Why is it, with my 25th Birthday fast approaching, I’m being questioned more on my life plans, specifically, having children? I understand that 90% of the generation before were married, parents and homeowners by the time they’d reached their quarter-life-crisis, my parents no exception. Yet more and more women today are single, focussing on their careers and desperately trying to move out of their family home. Some of these are true of me.
I guess what I’m trying to say is, I like kids, I just don’t LOVE them. I’m not the girl cooing over the pram, pulling faces and talking in that cutesy voice in order to try and get a reaction from a 2-week-old baby. When asked to hold one, it will be at arms length, as if I’ve been handed a muddy football.
That’s not to say I don’t enjoy seeing smiley faces from the little people. In fact, there’s something quite calming about witnessing a 5 year old and their wonderful ways of playing. It’s easy to forget just how naïve and innocent we are at such an age and how in reality something that doesn’t even matter can seem like the end of the world.
It brings back memories of the hours I used to spend in the garden collecting cheesy bobs (yes, that IS what they’re called) or insisting on styling the babysitters barnet when playing hairdressers – no matter how much pain would be inflicted, or the hours it would take her to be free of my ‘fabulous’ creation. I always did like hairspray!
Put me in a room with a child and I either sink or swim. The fear of them not liking me is worse than the fear of not being picked for the netball team at secondary school. That being said, a child’s intuition is usually right. Referred to as “rubbish” when helping with the Lego typically means I need more practise at piecing those multi-coloured bricks together. A task that for a 24 year old, you’d think would be a breeze! I went from being the best friend to the devil in a matter of seconds.
And what about the QUESTIONS? I’ve always found it difficult to sugar coat in regards to those niggling Q’s that bombard you, clothes clenched into miniature hands until answered. I’m sorry but the birds and the bees don’t work for me. Fear not, at no point would I dare inform the tiny humans of the gory details. When it comes to “Where do babies come from?” my answer remains the same, “Ask your dad.” (One small kick back at the male population for simply not suffering as much as the mummies do during their 9 months of hell!)
I’m still trying to figure out at what point do we, as females see every pram as a shiny new handbag or hear baby cries as the latest hit single?
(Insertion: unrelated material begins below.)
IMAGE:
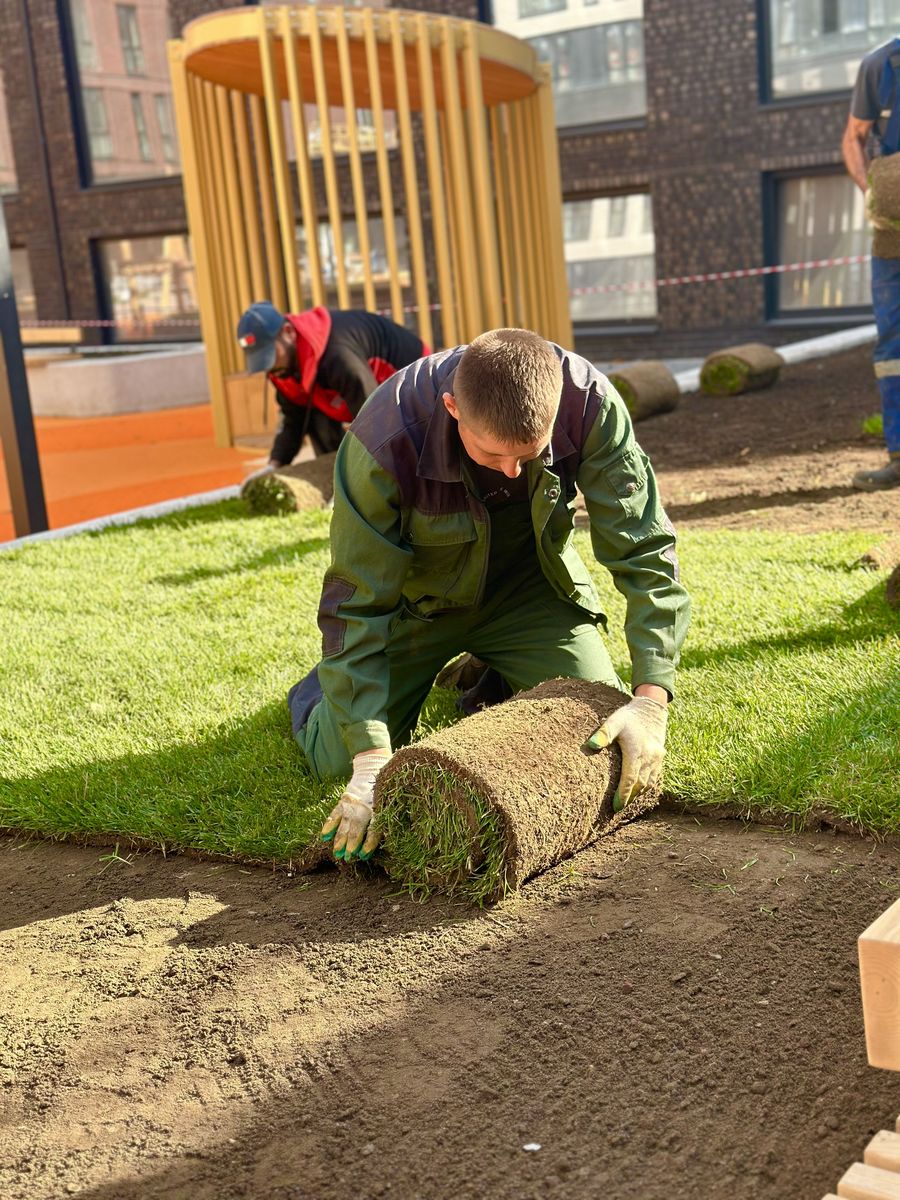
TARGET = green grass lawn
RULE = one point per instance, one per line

Music to the ears and all that. Here’s to hoping its not quite yet…
If I were to be deluded enough to inflict motherhood on some poor unbeknown child, in an ideal world, I know how many, their sexes, how far apart in years they would be and both their names. Although we all know things don’t always go to plan.
SO little terrors, if ever I am to create you:
I promise not to hold you like a football. I promise to brush up on my Lego skills. I promise not to cry when deconstructing the tangled mess you have fashioned with too much hairspray.
Maybe, someday. But for now, I’ll be playing Lego solo.